Monday, April 4, 2016

Preface: the first step towards taking a risk, is taking a step in the right direction

Years have literally gone by, but to be honest, I'm the same ol' person inside. Within that simple sentence, I ask myself internally...is that a good or bad thing? I have to admit that every time I revisit this blog, I read over old posts and get so overjoyed at the many life lessons God has taught me over the span of my life. Whether I was a youngen' writing about the inspirational truths I was learning about, or sharing my life story ups and downs through the years, one thing is certain, God has been an unshakable force through it all. This is a truth I have seen over an over in my posts, in my journaling, in my conversations (both internal and external ones). I love the fact that time and time again, God takes me back to places where I can be reminded of His goodness over the years. He reminds me of the many times He's been by my side, getting me through the worst of times, and leading me in the best of times. Through it all, He has captivated my heart and kept me in His palm, watching over me, gently correcting me, firmly holding me, and lovingly guiding me. So many things that I have endured in this life.

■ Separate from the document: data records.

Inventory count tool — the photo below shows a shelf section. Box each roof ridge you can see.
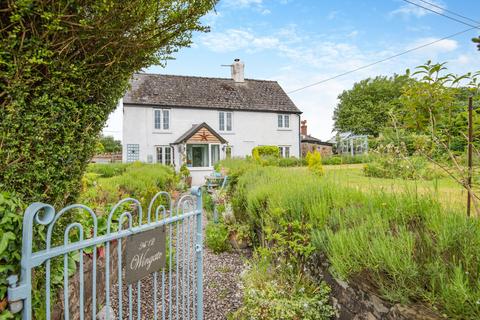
[133,72,278,82]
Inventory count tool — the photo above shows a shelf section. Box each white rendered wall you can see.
[123,104,300,175]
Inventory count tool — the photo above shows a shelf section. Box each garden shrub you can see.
[229,257,334,320]
[322,154,372,165]
[80,162,178,213]
[87,163,131,178]
[205,222,230,253]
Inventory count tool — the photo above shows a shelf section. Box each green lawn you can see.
[324,164,467,208]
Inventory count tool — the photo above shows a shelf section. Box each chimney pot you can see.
[231,58,245,82]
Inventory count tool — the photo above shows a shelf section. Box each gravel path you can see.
[111,212,250,320]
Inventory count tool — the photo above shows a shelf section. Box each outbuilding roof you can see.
[123,73,301,113]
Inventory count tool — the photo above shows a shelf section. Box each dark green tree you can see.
[0,0,216,206]
[333,75,413,137]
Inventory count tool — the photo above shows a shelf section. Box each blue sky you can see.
[105,0,480,140]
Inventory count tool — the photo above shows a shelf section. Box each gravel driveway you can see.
[111,217,250,320]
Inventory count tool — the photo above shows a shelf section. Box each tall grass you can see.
[229,163,480,319]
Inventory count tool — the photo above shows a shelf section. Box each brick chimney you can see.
[300,120,307,136]
[231,58,245,82]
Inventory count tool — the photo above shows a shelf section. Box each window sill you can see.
[187,167,213,171]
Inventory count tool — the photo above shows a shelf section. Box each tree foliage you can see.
[0,0,216,205]
[333,75,411,136]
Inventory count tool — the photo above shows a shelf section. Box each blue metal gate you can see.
[8,187,203,320]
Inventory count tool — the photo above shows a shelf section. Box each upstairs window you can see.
[278,114,290,129]
[127,144,140,162]
[153,109,170,130]
[218,111,233,131]
[278,146,290,158]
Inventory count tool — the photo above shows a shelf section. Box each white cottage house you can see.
[123,59,301,184]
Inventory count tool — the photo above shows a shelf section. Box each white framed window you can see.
[153,109,170,130]
[218,111,233,131]
[155,146,172,165]
[127,144,140,162]
[278,146,290,158]
[210,144,220,167]
[278,114,290,129]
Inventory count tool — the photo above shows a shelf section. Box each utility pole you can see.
[467,97,473,217]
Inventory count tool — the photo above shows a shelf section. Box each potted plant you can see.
[180,163,192,188]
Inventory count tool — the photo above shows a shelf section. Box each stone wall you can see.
[52,241,125,320]
[309,255,446,320]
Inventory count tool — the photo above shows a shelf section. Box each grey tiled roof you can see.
[123,73,301,113]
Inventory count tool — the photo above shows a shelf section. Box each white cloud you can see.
[390,0,446,18]
[327,11,338,20]
[224,0,263,8]
[347,30,358,38]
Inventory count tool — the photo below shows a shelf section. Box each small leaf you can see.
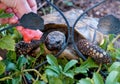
[64,60,78,72]
[48,77,63,84]
[63,71,74,79]
[109,62,120,72]
[77,78,93,84]
[33,80,41,84]
[0,61,6,75]
[25,73,33,80]
[93,73,104,84]
[12,75,22,84]
[7,51,16,62]
[45,69,59,77]
[105,71,120,84]
[17,55,28,69]
[47,54,58,66]
[6,62,16,71]
[0,36,15,51]
[47,66,60,74]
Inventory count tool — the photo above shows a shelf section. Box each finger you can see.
[27,0,37,13]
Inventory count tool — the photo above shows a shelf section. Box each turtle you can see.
[16,9,114,64]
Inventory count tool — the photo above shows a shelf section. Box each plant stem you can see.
[0,76,12,81]
[97,64,102,73]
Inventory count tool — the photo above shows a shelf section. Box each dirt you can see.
[37,0,120,18]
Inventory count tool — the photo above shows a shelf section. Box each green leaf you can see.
[93,73,104,84]
[75,58,98,73]
[64,60,78,72]
[47,54,58,66]
[45,69,59,77]
[105,71,120,84]
[109,62,120,72]
[109,34,115,42]
[33,80,41,84]
[0,36,15,51]
[25,72,33,80]
[107,43,115,51]
[7,51,16,62]
[0,61,6,75]
[12,75,22,84]
[77,78,93,84]
[6,62,16,71]
[48,77,63,84]
[63,71,74,79]
[17,55,29,69]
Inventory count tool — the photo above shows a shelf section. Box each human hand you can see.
[0,0,37,24]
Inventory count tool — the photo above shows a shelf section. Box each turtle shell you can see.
[16,10,111,63]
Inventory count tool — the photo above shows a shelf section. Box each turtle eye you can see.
[77,39,111,64]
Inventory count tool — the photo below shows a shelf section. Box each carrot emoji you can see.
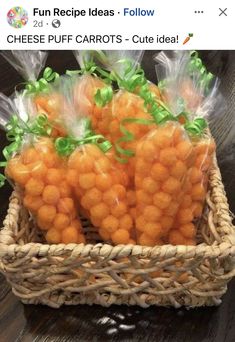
[183,33,193,45]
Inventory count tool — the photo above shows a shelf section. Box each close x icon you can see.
[219,8,228,17]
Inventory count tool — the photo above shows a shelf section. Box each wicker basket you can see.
[0,161,235,308]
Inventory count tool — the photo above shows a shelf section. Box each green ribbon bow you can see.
[25,67,59,94]
[109,60,210,163]
[55,119,112,156]
[0,115,52,187]
[188,51,214,94]
[94,86,113,107]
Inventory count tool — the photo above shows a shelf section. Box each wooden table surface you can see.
[0,51,235,342]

So many untold stories...and I am finally coming to a place of realization that everything I have every been through has been for a reason, and that reason, those stories, need to be shared. So many people going through similar circumstances. So many looking for answers of hope. What will my story share? Will it be the hope to that girl who feels she never measures up? Will it be the joy to that young man who is waiting to hear of God's goodness? Or will it be the release for that mother who needs to let the tears flow upon hearing of the tragedies that God helped me turn into victories? My story can be just what you might be looking for...and I'm finally at a place where I feel able and willing to put the shame and guilt and discomfort aside, and just simply tell my story. Who know's, it might just be exactly what you need to read. Little by little, I'll disclose my story. I'll take the risk of being vulnerable all so that through my journey of letting go, you might come along side of me and also learn to be free.